Japan Expo à Paris-Nord : 3 questions à une auteure de manga sur le handicap

La Japan Expo à Paris-Nord Villepinte fête ses 20 ans. Parmi les invités, Rie Aruga, une mangaka auteure d'une romance particulière : lui est en fauteuil roulant. Le handicap est abordé frontalement sans fard. A découvrir pour mieux comprendre le quotidien de ceux qui vivent avec un handicap.
 

Au parc des expositions de Paris-Nord-Villepinte (93), la mangaka Rie ARUGA présente le neuvième tome de sa série Perfect World, lors des 20 ans du festival Japan Expo, du 3 au 5 juillet 2019. L’auteure japonaise donne rendez-vous au public pour une conférence publique, une masterclass et des séances de dédicaces. Depuis son lancement en 2014, Perfect World, ce shôjo (genre de manga destiné à priori aux jeunes femmes), a remporté plusieurs prix au Japon et en France.

En abordant sans tabou le thème du handicap, elle a conquis de nombreux lecteurs, notamment en France où son manga rencontre un succès ! Cette série se démarque par la justesse de son propos. Avec les huit premiers tomes, la série compte près de 85 000 exemplaires vendus. Elle a été auréolée par de nombreux prix, dont le “Animeland Grand Prix du meilleur shôjo 2016”, le “Meilleur Shôjo 2016” lors du tournoi Manga-news.

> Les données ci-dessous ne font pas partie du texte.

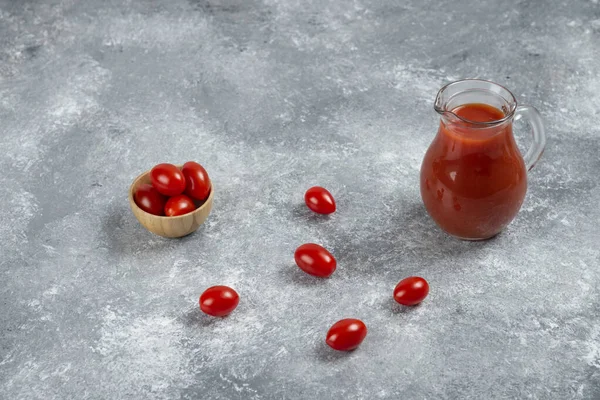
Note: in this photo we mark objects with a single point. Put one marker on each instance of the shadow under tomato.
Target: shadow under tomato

Et surtout en mai dernier, le "prix du meilleur shôjo 2019" lors des Kodansha Awards.Nous lui avons posé 3 questions :

  • Le thème du handicap est très peu traité dans les mangas… Pourquoi avez-vous choisi de vous emparer de ce sujet ?
Pour être honnête, c’est une demande de la part de mon responsable éditorial de la revue Kiss, qui est destinée aux femmes plutôt adultes et qui est habituée des sujets de société. Mon éditeur m’a proposé de dessiner une histoire d’amour autour de cette thématique.
  • Tout est construit comme une romance classique d’amour après le lycée. Sauf que vous choisissez de donner tous les détails de la vie d’une personne en situation d’handicap sur un fauteuil : vous parlez de fécalome, de douleurs "fantômes", d'insuffisance rénale mais aussi des doutes du conjoint, de la famille … Pourquoi ?

Dans le « shôjo » manga, l’aspect romantique est très récurrent. Et au début, même si j’avais intégré la thématique du handicap, la première version du projet était moins directe, allant moins en profondeur. Quand nous avons montré cette première version au rédacteur en chef, il nous a largement suggéré d’en changer la tonalité, en nous soufflant ce qui devait être la première phrase de la série. Cela m’a fait prendre conscience que je pouvais intégrer bien plus d’aspects réalistes dans l’histoire. Car même si j’avais déjà fait de nombreuses recherches sur le sujet, je n’étais pas sûre de ce qu’il fallait montrer. Suite à ça, j’ai vraiment compris que j’avais envie de mettre en scène des choses issues des témoignages que j’avais eus, et qu’on pouvait le faire de manière très frontale. Même si c’était surprenant pour un « shôjo » manga et que ce n’était pas habituel.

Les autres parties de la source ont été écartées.